The End of At-Will

Ha! I like not that:

A longtime employee of the Whole Foods Market in Brentwood is suing the company for firing her after she complained to her superiors about the alleged mishandling of organic produce.

Elisha Wellman of St. Louis had worked at the store since 2001. But in late August, she was fired, the lawsuit says, after she repeatedly pointed out unsanitary display crates and shelving, and the commingling of organic and nonorganic produce.

“She attempted to bring this to the attention of her managers, then brought it to a regional level, and then a week or so later she lost her job,” said Gary A. Growe, Wellman’s attorney. “They accused her of being involved with some customer complaints some six or eight months ago, that she had nothing to do with.”

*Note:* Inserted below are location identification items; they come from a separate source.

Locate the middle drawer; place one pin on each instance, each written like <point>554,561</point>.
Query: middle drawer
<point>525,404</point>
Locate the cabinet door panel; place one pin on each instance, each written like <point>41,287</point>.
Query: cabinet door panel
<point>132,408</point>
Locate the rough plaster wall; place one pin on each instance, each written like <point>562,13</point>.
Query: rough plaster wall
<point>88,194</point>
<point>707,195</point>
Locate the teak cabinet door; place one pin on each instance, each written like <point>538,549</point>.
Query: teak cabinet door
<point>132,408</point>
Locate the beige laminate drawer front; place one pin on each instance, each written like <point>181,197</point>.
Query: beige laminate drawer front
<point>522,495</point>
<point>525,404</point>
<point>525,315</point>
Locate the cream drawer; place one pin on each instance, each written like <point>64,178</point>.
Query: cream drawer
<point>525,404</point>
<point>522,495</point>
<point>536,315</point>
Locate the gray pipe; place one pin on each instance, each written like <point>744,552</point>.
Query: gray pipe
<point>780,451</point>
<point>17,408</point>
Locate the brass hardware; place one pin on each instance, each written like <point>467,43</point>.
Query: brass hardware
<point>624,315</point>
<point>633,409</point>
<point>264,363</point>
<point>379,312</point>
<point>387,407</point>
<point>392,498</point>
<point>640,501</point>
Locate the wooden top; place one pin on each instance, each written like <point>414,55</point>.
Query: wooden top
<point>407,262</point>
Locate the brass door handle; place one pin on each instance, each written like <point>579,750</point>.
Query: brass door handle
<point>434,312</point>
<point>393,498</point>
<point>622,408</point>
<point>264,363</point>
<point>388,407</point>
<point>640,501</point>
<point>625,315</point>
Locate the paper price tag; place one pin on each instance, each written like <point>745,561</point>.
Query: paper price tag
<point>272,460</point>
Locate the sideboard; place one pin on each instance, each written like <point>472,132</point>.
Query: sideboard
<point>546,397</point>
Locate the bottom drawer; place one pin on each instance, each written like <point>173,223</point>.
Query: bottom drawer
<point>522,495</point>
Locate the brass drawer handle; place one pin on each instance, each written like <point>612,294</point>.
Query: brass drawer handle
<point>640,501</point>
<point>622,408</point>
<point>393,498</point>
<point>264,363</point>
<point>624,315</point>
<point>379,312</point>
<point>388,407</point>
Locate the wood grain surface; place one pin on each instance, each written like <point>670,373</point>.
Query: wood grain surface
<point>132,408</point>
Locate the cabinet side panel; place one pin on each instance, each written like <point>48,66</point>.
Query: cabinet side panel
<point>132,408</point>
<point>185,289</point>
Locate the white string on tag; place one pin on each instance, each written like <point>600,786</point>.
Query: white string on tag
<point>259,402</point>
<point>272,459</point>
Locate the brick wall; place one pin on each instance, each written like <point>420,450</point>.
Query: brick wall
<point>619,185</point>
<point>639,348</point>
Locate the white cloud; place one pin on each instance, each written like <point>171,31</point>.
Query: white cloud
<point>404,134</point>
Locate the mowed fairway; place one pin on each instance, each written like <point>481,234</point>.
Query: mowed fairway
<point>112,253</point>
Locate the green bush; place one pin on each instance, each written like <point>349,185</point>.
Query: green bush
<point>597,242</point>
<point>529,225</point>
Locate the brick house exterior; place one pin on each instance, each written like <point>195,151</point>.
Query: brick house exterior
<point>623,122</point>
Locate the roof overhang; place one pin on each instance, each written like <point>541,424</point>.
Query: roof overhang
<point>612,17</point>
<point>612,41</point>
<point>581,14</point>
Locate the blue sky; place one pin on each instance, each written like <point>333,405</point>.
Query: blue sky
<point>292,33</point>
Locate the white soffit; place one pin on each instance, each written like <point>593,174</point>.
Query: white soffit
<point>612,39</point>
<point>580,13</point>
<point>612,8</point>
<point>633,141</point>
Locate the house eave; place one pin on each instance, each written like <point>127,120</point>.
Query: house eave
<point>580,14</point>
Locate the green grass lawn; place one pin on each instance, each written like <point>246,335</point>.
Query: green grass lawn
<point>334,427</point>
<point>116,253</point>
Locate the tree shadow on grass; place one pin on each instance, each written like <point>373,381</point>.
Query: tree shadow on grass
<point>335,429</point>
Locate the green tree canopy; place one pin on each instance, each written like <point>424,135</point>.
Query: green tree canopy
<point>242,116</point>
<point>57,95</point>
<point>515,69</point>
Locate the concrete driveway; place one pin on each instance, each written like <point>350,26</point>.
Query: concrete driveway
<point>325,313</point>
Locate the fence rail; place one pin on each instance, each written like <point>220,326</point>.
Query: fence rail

Under the “at-will” doctrine, Wellman had the legal ability to quit at anytime, while Whole Foods could fire her at any time, for any reason, unless the termination was discriminatory. But, Growe explained, the law contains a “public policy exemption” that prohibits a company from firing a person if they point out violations of law or policy. It’s under this exemption that Growe is making his case.

“The law gives you the term ‘whistle-blower,'” Growe said.

Given the number of regulations applicable to any business, it’s a very short slippery slope to making anyone who complains at work into a whistle blower, ineligible for termination.